Summary. The manuscript introduces PostEDA-Bench, a hierarchical benchmark comprising 145 tasks across DRC-Essential, DRC-Reasoning, PPA-Mono, and PPA-Multi categories, supported by EDA toolchains and machine-checkable PPA/DRC metrics. It evaluates eight commercial and open-source LLMs under multiple agent scaffolds and reports that agents handle synthetic DRC-Essential and single-objective PPA-Mono tasks reasonably well but degrade sharply on DRC-Reasoning (best success rate 36.66%) and PPA-Multi (best success rate 20.00%), with vision augmentation aiding DRC tasks and trade-off reasoning identified as the dominant bottleneck for multi-objective PPA.

Significance. If the tasks are representative, the benchmark would offer a reproducible framework for assessing LLM agents on post-EDA sign-off, highlighting concrete limitations in complex reasoning and multi-objective optimization. The use of machine-checkable evaluation metrics is a clear strength that supports direct, falsifiable measurements against external toolchains.

major comments (1)

[Task Construction and Evaluation (implied in sections describing the four categories)] The central claim that agents degrade on 'more practical' DRC-Reasoning and PPA-Multi tasks (Abstract) depends on the 145 tasks faithfully representing real post-EDA workflows. No external validation—such as expert review of netlists/violation patterns or comparison against production tape-out logs—is described to confirm that the chosen tasks, DRC patterns, and multi-objective trade-offs match industry cases rather than synthetic artifacts. This assumption is load-bearing for interpreting the reported gaps (36.66% and 20.00%) as general agent limitations.

minor comments (2)

[Abstract] The abstract states results across 'eight commercial and open-source LLMs' but does not enumerate the specific models or scaffolds; listing them explicitly would improve reproducibility.
[Evaluation Protocol] Clarify the exact definition of 'success rate' (e.g., whether it aggregates across multiple agent runs, temperature settings, or requires strict machine-checkable closure without downstream timing interactions).

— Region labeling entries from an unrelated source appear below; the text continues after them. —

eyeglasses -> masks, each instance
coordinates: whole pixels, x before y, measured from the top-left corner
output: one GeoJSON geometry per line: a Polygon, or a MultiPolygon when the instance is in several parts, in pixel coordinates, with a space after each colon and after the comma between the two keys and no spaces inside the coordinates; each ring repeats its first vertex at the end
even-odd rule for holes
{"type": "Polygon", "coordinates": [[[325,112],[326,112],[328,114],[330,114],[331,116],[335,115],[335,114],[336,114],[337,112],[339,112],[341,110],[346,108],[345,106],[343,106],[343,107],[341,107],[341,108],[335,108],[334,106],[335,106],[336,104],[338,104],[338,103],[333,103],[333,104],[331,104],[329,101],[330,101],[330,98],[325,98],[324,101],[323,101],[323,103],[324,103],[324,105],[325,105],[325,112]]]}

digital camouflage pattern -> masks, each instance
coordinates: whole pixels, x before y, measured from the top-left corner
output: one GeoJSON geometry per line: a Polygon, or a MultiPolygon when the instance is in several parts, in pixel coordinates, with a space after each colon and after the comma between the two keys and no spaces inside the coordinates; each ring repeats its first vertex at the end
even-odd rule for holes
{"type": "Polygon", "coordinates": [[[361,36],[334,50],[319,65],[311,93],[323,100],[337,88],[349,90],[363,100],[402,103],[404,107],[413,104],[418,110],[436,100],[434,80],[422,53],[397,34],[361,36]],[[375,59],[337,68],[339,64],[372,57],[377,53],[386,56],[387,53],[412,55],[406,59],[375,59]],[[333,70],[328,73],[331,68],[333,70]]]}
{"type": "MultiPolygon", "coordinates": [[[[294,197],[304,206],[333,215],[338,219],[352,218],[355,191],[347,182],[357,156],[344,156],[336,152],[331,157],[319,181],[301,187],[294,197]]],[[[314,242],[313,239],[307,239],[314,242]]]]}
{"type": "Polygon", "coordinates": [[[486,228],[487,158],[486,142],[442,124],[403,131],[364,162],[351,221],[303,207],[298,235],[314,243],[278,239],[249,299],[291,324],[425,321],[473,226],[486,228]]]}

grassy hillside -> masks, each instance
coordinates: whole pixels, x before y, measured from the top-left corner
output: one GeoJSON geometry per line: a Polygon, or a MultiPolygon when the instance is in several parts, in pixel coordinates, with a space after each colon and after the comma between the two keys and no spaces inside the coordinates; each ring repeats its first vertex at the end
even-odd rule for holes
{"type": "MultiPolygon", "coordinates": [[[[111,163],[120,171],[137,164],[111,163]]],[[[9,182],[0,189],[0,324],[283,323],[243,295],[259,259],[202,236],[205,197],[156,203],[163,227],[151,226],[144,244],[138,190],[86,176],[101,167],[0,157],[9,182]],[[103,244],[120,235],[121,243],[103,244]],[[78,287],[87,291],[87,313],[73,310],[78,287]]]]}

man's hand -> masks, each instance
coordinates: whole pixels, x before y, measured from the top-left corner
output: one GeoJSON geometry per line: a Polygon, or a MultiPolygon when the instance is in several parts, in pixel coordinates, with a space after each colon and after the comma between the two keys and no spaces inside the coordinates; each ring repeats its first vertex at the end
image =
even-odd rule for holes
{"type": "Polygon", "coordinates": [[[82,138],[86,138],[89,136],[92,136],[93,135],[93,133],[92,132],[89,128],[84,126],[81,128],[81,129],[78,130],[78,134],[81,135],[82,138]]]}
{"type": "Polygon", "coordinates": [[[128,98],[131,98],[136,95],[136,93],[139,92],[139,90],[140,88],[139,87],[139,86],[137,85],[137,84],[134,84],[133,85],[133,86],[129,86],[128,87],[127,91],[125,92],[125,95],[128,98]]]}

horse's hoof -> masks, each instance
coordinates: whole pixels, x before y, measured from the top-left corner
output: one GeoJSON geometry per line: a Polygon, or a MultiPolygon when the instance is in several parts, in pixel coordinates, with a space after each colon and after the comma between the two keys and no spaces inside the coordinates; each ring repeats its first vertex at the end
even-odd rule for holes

Simulated Author's Rebuttal

1 responses · 0 unresolved

We thank the referee for the constructive feedback. We address the single major comment below.

read point-by-point responses

Referee: The central claim that agents degrade on 'more practical' DRC-Reasoning and PPA-Multi tasks (Abstract) depends on the 145 tasks faithfully representing real post-EDA workflows. No external validation—such as expert review of netlists/violation patterns or comparison against production tape-out logs—is described to confirm that the chosen tasks, DRC patterns, and multi-objective trade-offs match industry cases rather than synthetic artifacts. This assumption is load-bearing for interpreting the reported gaps (36.66% and 20.00%) as general agent limitations.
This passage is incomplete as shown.